I wrote on my palm, “Be yourself.” Previously, I had on occasion compared myself to others. What would he or she do in this situation? I decided that none of this hypothetical context mattered, and none of it really mattered. Does it really matter that me, and the Russian guy, and the libertarian blonde chick are all using black Pilot V5 pens? Does that say something about who we are? Are we then more similar to each other than to people who use trashy Uniball pens?

I decided no. That’s when I marked up my palm. Be yourself. Do things that you want to do, and ignore what others are doing. But I find it hard.

Today I got a small essay back from the GSI. Not that great grade-wise although I had put a lot of work into it, so I thought about who she was and what she was reading for. I thought about my stylistic tendencies.
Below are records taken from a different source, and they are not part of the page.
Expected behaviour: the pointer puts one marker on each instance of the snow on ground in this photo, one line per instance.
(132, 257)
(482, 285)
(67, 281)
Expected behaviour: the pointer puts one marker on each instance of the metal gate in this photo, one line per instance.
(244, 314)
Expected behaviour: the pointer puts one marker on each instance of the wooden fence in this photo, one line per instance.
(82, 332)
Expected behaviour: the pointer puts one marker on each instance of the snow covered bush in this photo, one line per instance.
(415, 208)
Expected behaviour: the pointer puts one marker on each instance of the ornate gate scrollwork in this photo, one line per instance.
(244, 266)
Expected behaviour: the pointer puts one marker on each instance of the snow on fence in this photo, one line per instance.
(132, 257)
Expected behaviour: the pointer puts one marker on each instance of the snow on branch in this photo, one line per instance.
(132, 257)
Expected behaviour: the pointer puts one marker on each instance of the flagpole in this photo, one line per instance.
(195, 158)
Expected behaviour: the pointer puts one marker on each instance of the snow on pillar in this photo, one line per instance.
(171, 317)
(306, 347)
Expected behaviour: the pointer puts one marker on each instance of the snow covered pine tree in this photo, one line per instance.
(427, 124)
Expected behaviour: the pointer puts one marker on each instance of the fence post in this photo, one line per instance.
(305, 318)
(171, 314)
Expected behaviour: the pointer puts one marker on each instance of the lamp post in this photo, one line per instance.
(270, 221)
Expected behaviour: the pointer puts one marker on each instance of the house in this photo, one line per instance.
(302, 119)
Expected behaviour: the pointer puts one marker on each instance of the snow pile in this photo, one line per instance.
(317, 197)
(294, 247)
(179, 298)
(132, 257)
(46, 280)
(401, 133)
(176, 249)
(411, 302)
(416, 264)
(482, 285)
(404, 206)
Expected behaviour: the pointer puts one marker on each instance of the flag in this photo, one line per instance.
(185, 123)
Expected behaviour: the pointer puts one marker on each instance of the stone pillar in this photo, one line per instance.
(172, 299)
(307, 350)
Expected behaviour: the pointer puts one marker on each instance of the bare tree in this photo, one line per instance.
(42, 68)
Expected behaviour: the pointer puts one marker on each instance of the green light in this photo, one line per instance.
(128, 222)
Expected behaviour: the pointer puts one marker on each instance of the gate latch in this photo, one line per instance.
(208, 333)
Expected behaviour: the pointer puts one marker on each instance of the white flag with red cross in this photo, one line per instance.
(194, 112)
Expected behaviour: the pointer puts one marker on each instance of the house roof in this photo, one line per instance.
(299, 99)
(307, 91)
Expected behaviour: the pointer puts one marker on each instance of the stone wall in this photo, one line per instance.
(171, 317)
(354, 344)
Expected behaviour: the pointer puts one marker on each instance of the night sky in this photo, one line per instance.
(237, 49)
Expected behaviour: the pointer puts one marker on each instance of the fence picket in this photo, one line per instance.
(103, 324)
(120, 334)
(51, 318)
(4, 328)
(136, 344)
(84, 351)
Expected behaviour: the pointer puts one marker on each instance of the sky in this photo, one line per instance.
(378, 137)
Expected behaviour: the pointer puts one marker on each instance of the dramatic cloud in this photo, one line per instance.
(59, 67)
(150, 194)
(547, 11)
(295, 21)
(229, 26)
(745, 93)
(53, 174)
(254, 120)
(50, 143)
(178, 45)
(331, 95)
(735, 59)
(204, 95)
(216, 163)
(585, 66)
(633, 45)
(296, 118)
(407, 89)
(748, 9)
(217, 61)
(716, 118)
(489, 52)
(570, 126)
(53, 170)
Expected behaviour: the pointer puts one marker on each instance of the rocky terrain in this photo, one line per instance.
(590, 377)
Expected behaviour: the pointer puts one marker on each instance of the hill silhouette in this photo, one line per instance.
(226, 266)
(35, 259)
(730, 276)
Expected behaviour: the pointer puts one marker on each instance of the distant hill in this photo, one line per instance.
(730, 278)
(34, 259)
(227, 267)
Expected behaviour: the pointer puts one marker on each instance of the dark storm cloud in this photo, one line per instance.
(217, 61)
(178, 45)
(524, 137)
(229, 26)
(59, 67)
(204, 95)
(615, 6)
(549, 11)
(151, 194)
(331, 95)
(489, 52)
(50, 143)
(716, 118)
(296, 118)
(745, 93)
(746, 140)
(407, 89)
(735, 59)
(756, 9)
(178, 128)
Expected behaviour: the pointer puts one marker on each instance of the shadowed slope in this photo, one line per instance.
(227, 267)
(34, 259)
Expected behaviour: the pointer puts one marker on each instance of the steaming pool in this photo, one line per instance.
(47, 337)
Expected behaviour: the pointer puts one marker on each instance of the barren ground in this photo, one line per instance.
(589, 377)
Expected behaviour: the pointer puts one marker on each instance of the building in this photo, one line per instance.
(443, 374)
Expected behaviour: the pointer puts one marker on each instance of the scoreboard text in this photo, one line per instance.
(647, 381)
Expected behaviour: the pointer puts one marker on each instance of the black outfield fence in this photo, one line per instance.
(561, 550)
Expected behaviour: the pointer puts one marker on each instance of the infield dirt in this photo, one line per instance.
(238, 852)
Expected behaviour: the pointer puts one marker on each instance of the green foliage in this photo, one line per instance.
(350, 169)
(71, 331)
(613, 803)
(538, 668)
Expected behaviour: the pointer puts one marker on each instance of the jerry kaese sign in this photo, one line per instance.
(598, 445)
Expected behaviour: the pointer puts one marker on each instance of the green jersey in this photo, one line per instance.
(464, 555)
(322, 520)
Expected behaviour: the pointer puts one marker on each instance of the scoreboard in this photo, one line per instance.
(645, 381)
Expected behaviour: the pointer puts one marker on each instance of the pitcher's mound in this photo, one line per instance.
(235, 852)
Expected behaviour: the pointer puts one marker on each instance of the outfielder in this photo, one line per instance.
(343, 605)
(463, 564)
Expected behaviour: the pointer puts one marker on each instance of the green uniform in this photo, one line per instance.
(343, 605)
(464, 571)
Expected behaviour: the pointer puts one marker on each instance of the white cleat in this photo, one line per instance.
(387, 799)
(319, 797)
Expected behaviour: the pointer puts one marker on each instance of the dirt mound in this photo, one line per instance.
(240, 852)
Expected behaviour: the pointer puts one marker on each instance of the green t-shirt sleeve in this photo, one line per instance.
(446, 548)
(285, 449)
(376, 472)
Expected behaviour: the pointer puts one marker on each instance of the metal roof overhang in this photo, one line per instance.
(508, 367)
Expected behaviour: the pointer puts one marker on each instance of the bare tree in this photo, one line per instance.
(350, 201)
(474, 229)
The essay comprised of discrete questions to be answered, and that I did not present my answers using the same terms of the prompt, I feel, is a stylistic choice. Ever since I finished The Elements of Style I feel that I’ve been reading everything for style. When I see the construction, “there is” or “there are” my mind immediately goes BZZZZT WRONG.

So, two things have either happened. The hubristic part of me feels that my information is all there, but just packaged into a format that was alien to the GSI, but the meek part of me feels that something is truly missing from my essay that I can’t see. I guess I could go to her office hours and ask her, but I don’t want to be one of those people who complains about his grades.